Happy almost March! Gasp!
Flowers are starting to bloom here and it’s almost (ok, not really at all) starting to feel like Spring. I am so ready for the longer days, sunshine, and warmth. I think I’m starting to feel pieces of youth leave my body. “It’s too damn cold!” “Where the heck is the sunshine?!” “Why are those boy’s pants sagging so much?!” “Comb your hair!” “Pull down your shirt – I don’t want to see that!”
Ugh. I’m going to be the crotchiest old lady ever. I’ll have a huge bald spot, firey red hair, a robot hip, and a hop in my step. It’ll be painful bliss.
How the crap did I get to that? Geeze.
Ok, so pancakes. ANYONE who knows me well knows that I’m over the moon obsessed with breakfast food, especially pancakes. I actually went into a surgical procedure once bragging to the nurse that “when this is over I get to eat pancakes, so..” Yeah. I’m addicted. The sad thing is that I don’t make them for myself that often. My life gets so busy that I really wimp out on making myself nice meals. This weekend I decided I wanted pancakes. Pancakes with a fancy butter. You guys. This recipe is painfully easy and it’s FUN to make. The butter can be used for so many things. Get craazay.
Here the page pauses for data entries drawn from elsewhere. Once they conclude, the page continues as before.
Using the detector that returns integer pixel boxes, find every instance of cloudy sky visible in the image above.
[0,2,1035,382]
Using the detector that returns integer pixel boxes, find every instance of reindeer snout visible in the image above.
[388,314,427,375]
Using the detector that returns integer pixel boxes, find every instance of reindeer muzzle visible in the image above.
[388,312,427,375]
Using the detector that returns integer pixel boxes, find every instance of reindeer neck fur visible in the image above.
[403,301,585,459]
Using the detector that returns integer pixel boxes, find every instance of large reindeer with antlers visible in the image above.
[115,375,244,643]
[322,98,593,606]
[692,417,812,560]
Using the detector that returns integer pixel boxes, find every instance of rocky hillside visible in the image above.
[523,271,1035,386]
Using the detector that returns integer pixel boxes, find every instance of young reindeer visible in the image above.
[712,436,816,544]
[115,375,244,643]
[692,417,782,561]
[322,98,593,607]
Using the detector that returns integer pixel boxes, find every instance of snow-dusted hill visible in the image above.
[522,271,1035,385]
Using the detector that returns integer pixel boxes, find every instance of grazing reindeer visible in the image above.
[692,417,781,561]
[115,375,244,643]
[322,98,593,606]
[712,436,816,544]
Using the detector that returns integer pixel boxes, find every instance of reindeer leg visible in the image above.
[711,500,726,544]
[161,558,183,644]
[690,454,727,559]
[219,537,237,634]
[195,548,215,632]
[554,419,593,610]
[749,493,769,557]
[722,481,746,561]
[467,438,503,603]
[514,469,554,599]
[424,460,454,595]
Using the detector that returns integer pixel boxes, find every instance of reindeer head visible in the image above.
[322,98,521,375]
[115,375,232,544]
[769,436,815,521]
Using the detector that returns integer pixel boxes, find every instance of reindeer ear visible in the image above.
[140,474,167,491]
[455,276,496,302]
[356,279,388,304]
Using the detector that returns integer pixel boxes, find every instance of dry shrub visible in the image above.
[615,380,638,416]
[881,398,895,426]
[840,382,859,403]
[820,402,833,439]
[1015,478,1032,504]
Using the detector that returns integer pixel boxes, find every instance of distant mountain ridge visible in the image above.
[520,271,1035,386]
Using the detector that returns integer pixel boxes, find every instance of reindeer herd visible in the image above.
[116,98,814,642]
- 1 1/2 cup all-purpose gluten free flour
- 1 Tbsp baking powder
- pinch of sea salt
- 1 Tbsp coconut sugar
- 1 egg
- 1 tsp vanilla
- 1 cup almond milk
- 1 Tbsp butter (to grease the pan)
- 1/2 stick unsalted butter, softened
- 1-2 Tbsp honey
- 2 Tbsp fresh ginger, minced
- 1-2 tsp cinnamon
For the butter:
1. Mix all of the dry ingredients in a bowl.
2. In a smaller bowl, whisk the egg, milk, and vanilla.
3. Add the wet ingredients to the dry ingredients and mix until a thick batter forms.
4. Heat a large pan with the butter. Once the butter starts to melt, you’re ready to start cooking.
5. Pour 1/3 cup batter into the pan. Once bubbles start to form, flip the pancake (should be 2 minutes or so per side). Once golden brown, remove and start the process over.
6. For the ginger honey butter, using a mixer or a fork, combine the butter, ginger, honey, and cinnamon.
7. You can use the butter immediately or wrap in plastic wrap and refrigerate until firm. Use on pancakes while they’re hot.